A randomized phase [1] study [enrolled] patients with mCRPC who had previously progressed on abiraterone, who were randomly assigned to receive enzalutamide with or without mevrometostat. [Investigators] saw significant benefits in rPFS, prostate-specific antigen decline, and RECIST 1.1 soft tissue response [with enzalutamide plus mevrometostat]. There are now 2 randomized phase 3 trials in the pre-chemotherapy [mCRPC] setting: [the MEVPRO-2 trial (NCT06629779)] with enzalutamide with or without mevrometostat, and the [MEVPRO-1 trial (NCT06551324)] with mevrometostat plus enzalutamide vs [enzalutamide monotherapy or] docetaxel chemotherapy. [The findings with mevrometostat in CRPC so far have been] exciting and show a lot of promise.
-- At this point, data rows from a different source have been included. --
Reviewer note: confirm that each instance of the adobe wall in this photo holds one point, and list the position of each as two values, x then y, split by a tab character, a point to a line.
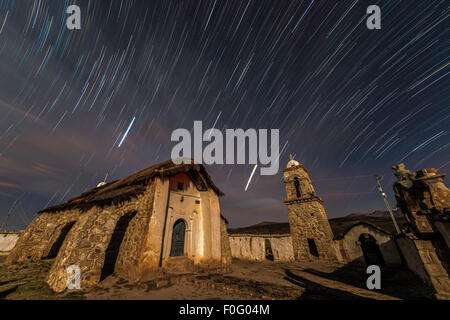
252	247
352	247
41	234
8	240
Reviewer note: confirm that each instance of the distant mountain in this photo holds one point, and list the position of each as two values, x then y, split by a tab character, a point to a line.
376	214
378	218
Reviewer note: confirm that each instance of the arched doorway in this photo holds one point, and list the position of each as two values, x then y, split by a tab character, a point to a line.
269	252
371	250
178	239
53	252
112	252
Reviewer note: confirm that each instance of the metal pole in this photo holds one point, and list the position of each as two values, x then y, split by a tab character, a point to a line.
9	214
384	195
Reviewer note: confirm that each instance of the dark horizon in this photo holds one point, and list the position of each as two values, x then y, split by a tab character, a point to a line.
349	102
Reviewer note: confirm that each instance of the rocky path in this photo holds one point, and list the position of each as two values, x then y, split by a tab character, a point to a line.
245	281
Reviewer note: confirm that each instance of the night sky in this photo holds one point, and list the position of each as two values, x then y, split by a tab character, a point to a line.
349	102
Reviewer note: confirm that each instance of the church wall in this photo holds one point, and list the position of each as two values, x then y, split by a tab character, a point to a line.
252	247
88	241
8	240
353	251
443	227
38	238
422	259
306	220
225	243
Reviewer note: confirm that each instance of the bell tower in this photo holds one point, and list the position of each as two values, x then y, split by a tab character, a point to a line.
312	237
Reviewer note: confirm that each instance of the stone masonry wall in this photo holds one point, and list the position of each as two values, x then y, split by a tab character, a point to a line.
225	243
88	241
8	241
307	221
41	234
252	247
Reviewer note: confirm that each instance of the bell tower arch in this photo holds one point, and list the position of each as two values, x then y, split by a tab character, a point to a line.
312	237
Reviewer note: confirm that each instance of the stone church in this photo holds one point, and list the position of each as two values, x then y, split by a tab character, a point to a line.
423	244
162	218
167	218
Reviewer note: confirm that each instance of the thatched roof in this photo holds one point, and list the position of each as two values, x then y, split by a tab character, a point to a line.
134	185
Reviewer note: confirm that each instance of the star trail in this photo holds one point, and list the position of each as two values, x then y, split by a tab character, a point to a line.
79	105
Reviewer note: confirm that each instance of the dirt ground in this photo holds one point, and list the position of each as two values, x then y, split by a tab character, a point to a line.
245	281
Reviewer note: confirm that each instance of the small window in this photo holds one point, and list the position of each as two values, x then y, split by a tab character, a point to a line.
313	248
297	188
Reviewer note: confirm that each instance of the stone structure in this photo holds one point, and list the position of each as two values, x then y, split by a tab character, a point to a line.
425	201
8	240
273	247
368	244
312	237
161	218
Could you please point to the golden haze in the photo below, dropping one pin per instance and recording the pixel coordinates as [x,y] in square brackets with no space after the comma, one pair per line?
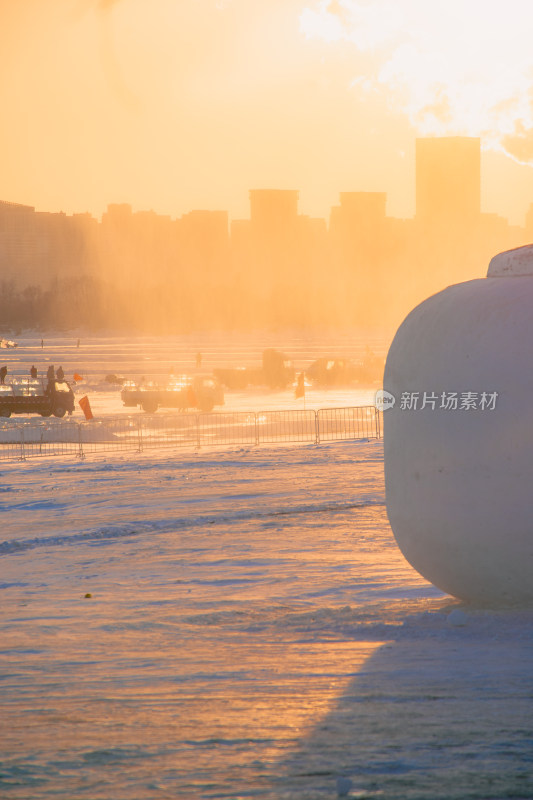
[184,106]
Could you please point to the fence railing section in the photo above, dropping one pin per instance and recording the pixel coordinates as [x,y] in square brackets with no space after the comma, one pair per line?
[28,439]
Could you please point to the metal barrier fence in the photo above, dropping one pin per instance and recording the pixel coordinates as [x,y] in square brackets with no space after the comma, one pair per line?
[28,439]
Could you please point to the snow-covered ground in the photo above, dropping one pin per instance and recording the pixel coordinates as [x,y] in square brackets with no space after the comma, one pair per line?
[252,631]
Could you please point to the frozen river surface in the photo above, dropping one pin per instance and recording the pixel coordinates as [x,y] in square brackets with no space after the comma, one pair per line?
[253,632]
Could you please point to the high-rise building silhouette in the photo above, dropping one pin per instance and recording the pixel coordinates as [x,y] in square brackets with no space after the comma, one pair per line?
[448,181]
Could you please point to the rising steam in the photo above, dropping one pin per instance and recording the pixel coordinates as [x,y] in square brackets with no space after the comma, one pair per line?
[460,67]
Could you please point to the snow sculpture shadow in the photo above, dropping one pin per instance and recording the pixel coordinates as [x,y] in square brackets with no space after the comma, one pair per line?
[444,711]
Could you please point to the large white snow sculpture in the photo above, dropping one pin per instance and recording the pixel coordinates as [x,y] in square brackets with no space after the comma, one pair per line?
[459,438]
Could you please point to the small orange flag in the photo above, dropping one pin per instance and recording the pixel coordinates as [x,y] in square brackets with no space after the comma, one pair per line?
[86,407]
[300,386]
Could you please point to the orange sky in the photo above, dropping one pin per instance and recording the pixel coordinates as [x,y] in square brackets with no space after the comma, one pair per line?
[181,104]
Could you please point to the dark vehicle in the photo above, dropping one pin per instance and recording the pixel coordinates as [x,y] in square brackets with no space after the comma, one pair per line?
[199,392]
[32,396]
[277,372]
[335,371]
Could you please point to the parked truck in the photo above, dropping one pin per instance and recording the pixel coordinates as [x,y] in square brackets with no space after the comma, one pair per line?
[34,396]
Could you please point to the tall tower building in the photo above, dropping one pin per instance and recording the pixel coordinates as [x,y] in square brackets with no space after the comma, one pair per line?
[273,214]
[448,181]
[274,230]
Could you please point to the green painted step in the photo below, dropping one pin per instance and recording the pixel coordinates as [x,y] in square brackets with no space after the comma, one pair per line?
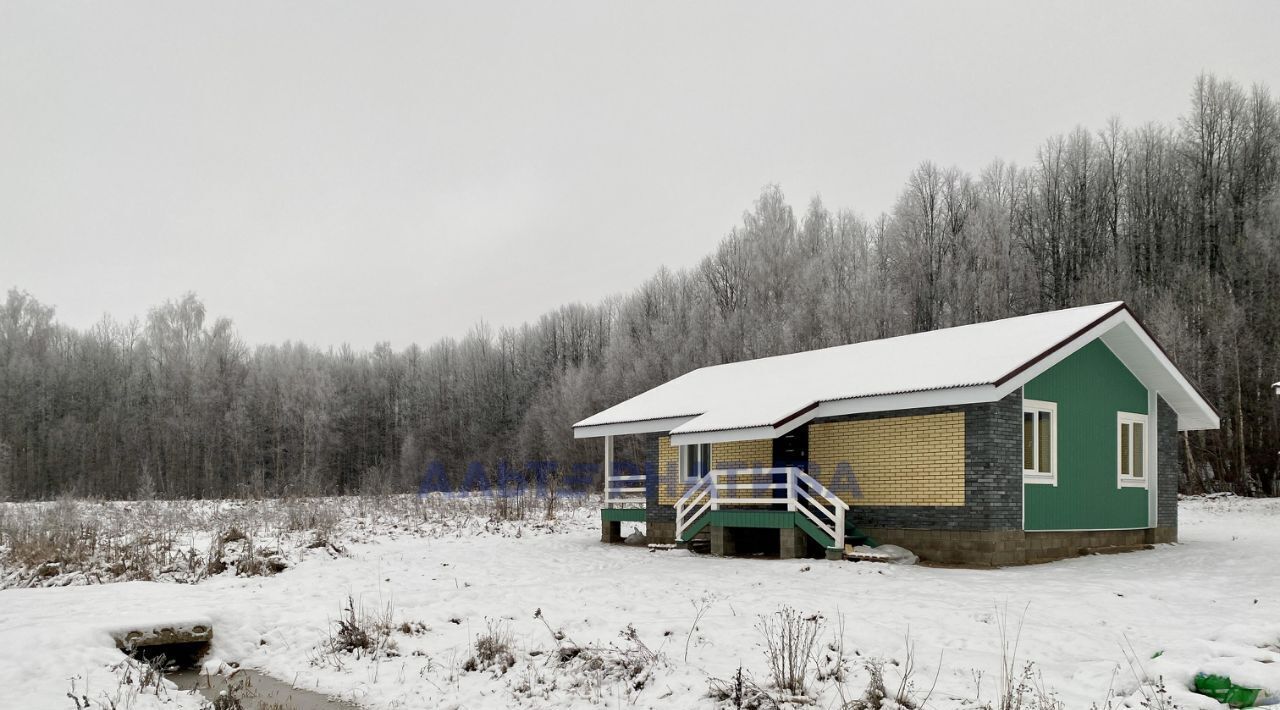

[Many treatment advances] that are closest to being able to translate [to clinical practice are with agents] that are still not FDA approved. The PEACE-3 trial data were impressive, showing an overall survival benefit with enzalutamide and radium-223 [vs enzalutamide alone] for first-line mCRPC. [That combination is] not FDA approved yet, but it could become an option in the future for using radium earlier—in an asymptomatic disease state in combination with enzalutamide—rather than using it in a late, symptomatic disease state where it’s less apt to work well. [This strategy] could come into stark competition with the prostate-specific membrane antigen [PSMA] radioligand therapies. There’s also enzalutamide plus talazoparib [Talzenna] for first-line mCRPC. Additionally, lutetium Lu 177 vipivotide tetraxetan [(Pluvicto; formerly 177Lu-PSMA-617) is indicated for use in patients with PSMA-positive mCRPC] after [receipt of prior therapy, such as an] ARPI.
[These regimens] could all compete [with each other], because many patients are receiving ARPIs for metastatic hormone-sensitive prostate cancer. The future is going to be complex. First, we have to see regulatory approval for all these [combinations].
[We may encounter] a situation where in patients with high PSMA PET uptake, we might lean [toward using PSMA radioligand therapies, whereas] in those with lower PSMA uptake, we might lean more toward [a treatment like] like enzalutamide plus radium-223. However, that’s still in the future, because we don’t have regulatory approvals for either of those [regimens] yet.
We may be [heading toward] a more biomarker-driven future where, if a patient has a BRCA1/2 mutation or homologous recombination–deficient disease on their biomarker sequencing results, we might lean more toward a regimen like enzalutamide plus talazoparib. If a patient does not have [homologous recombination repair gene mutations or high PSMA PET uptake], if enzalutamide plus radium-223 receives FDA approval, that regimen might be useful, especially if the patient has bone metastases and does not have visceral disease. The future [of mCRPC management] may be broken down based on multiple biomarkers, but it’s hard to predict. It depends upon what the regulators say, etc.